Building a vertical garden arch is not complicated or expensive. If you live on a farm or have access to old storage buildings, you probably already have the supplies you need.

Materials Needed

  • Some type of cattle panel or metal wire
  • Zip ties
  • Metal poles
  • T Post Driver (optional)


The best way to get the metal poles securely in the ground is to use a T-post driver. It’s not necessary but it does make the job easier. If you don’t have a post driver, you can use a hammer or mallet. The T-posts are the strongest poles that are perfect for the vertical arch but you can use any type of pole that is strong enough to support the cattle panels or wireframes.

Decide how far apart you want to space your archway and plant your posts.

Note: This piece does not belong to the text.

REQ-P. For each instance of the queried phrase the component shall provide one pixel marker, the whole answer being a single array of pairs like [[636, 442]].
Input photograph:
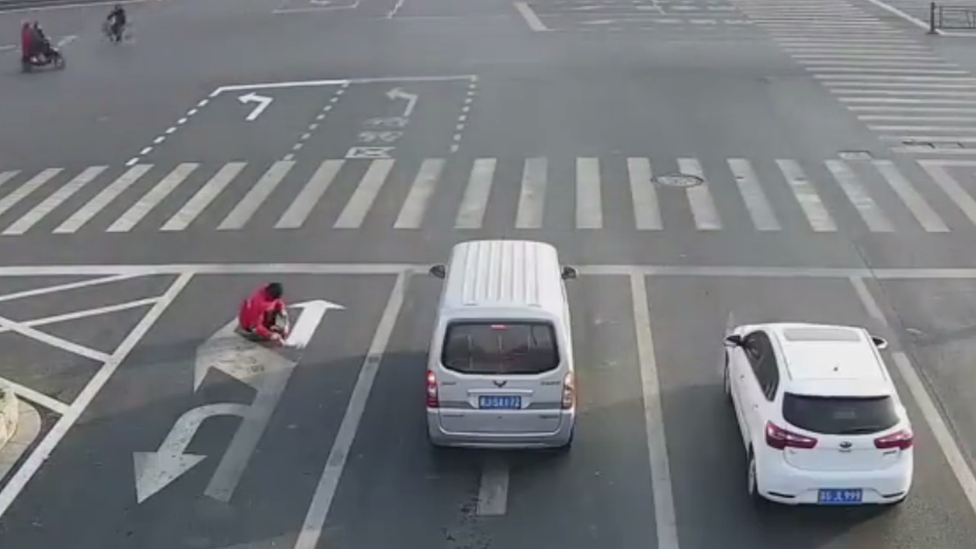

Once you have the posts in place, simply attach one side of the cattle panel to the first side of the posts and then bend it over to form the vertical arch. If your panels aren’t long enough to make a complete arch, you can use other smaller pieces to complete the side panels.

Use multiple zip ties to attach your panels to the posts.

*The panels are pretty stiff so it may be easier to have a second person hold the panels while you attach them with the zip ties.

Now that I have my first vertical arch created, I think I’m going to expand and use some other pieces from the barn. I can’t wait to get my green beans and cucumbers growing the trellises. I’m even thinking about growing lettuce or brussel sprouts in the shaded areas under the arch.

Now I just have to wait till it’s warm enough to get the ground ready for planting. Have you ever used vertical arches like this? Got any tips for a great growing season? I’d love to hear!